The State Bank of Pakistan (SBP) on Wednesday announced an increase of 50 basis points in its benchmark policy rate in a bid to tackle inflation that has affected the entire economy.
Announcing the bi-monthly Monetary Policy Review, the central bank said the decision to increase the interest rate to 13.5 per cent was taken at a meeting of the central board of directors of the State Bank held under the chairmanship of Governor Shahid Hafeez Kardar. This is Kardar’s first policy announcement since he assumed office earlier this month.
The interest rate rise, which will be effective from September 30, caught analysts off guard, many of whom were expecting the central bank to leave the rate unchanged.
“The monetary policy stance is formed by the consideration that the impact of continued inflation is substantial and felt by the entire economy,” the SBP said. It said the private sector is bearing the brunt of the interest rate hike because of the difficulty in containing the fiscal deficit.
In 2009-10, the fiscal deficit was 6.3 per cent of gross domestic product, substantially higher than the target of 5.1 per cent. This year too, the gap is expected to be above 6 per cent.
The bank hinted that further increases in the policy rate may be on the cards. “The next quarter will be crucial in forming an assessment of the effectiveness of government efforts to contain fiscal deficit and its inflationary borrowings from the SBP and the banking system.”
The policy decision manuscript explained that food inflation in recent months spiked beyond historic levels due to the floods. “It may take two or three months for food inflation to return to normal levels,” it added.
In its previous policy review at end-July, the central bank had increased the policy rate by 50 basis points to 13 per cent, after an earlier easing was interrupted by spiraling inflation.
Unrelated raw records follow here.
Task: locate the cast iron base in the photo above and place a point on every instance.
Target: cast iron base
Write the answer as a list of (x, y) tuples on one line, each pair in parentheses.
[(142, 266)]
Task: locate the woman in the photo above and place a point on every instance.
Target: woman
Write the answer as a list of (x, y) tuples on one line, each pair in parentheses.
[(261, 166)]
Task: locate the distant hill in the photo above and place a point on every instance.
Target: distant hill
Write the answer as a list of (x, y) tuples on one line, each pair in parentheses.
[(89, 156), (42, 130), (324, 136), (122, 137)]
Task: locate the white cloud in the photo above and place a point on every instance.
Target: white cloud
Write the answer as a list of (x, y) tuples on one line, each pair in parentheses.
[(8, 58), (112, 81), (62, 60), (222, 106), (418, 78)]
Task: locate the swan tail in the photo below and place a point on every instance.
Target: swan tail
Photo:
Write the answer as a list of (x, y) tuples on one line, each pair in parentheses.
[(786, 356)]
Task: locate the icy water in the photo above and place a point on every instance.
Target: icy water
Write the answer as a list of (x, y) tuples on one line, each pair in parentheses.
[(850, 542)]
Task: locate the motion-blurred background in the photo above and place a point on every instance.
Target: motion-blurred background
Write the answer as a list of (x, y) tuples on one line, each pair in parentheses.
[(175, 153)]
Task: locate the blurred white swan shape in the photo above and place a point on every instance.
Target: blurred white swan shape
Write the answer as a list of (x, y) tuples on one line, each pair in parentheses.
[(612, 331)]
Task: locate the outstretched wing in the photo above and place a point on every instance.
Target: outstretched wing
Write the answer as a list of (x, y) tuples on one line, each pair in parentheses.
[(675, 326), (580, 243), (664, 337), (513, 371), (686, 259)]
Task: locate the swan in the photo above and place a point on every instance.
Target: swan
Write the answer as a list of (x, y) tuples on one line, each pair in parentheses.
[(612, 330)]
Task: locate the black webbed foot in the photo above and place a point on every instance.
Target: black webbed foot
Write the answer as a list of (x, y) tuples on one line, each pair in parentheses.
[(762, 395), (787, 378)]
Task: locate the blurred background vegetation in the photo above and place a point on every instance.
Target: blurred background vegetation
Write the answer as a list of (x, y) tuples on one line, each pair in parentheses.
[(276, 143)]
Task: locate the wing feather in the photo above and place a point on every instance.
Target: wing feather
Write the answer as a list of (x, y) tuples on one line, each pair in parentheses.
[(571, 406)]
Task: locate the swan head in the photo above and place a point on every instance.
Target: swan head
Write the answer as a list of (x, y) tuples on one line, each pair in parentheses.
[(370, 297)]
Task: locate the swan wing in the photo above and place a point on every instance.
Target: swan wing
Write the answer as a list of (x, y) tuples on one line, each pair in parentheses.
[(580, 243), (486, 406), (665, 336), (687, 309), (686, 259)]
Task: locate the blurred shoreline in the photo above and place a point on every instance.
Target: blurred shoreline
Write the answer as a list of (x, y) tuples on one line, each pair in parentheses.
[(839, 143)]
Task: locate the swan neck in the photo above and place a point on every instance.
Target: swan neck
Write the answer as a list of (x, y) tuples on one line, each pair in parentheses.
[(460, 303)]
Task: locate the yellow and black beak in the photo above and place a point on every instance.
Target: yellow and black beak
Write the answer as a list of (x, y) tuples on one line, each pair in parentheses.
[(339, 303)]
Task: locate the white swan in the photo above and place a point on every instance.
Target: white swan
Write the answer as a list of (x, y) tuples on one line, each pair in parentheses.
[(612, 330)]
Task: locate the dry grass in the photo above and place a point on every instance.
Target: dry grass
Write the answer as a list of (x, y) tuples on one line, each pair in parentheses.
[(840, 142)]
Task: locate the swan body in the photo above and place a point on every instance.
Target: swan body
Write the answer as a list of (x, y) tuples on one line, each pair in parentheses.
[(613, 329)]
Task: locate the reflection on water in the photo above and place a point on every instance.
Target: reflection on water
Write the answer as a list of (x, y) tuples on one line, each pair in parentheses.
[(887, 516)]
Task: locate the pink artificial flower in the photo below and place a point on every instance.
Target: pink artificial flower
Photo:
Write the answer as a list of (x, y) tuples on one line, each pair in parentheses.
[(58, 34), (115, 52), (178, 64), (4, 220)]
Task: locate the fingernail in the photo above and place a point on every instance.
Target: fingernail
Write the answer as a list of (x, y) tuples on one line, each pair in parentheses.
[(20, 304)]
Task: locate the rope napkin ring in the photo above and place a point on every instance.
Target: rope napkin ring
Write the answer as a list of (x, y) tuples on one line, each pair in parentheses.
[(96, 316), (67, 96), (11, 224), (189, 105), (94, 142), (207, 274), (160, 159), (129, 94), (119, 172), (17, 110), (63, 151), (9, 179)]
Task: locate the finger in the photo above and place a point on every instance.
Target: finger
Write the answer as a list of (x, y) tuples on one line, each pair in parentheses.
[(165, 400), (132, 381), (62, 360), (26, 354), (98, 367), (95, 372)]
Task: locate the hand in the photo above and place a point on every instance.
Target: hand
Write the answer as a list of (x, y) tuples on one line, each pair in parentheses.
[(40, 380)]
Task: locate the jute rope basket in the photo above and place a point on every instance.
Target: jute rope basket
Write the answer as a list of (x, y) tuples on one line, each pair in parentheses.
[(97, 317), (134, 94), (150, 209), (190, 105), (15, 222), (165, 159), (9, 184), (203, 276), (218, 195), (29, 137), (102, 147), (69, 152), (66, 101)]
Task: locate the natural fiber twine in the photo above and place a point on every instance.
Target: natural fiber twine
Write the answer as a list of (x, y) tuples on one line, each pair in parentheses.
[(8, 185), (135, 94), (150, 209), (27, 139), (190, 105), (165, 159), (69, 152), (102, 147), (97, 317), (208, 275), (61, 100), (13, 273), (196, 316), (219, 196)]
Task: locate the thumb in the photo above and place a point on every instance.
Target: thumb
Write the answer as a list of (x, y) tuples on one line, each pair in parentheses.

Although analysts had been expecting stagnation in the policy rate for now, the SBP cited that “in the aftermath of the floods, bringing inflation down to single digit will require a supportive and sustained financial and fiscal effort over the next couple of years.”
The bank also said that “to finance the budget deficit the government has increased its reliance on the SBP,” adding there was no commensurate increase in tax revenues for the government to balance its rising expenditures.
The bank warned that the federal government’s over-reliance on borrowings from the central bank could mean further monetary tightening in coming months, which will likely raise tempers of an already burdened private sector.
Published in The Express Tribune, September 30th, 2010.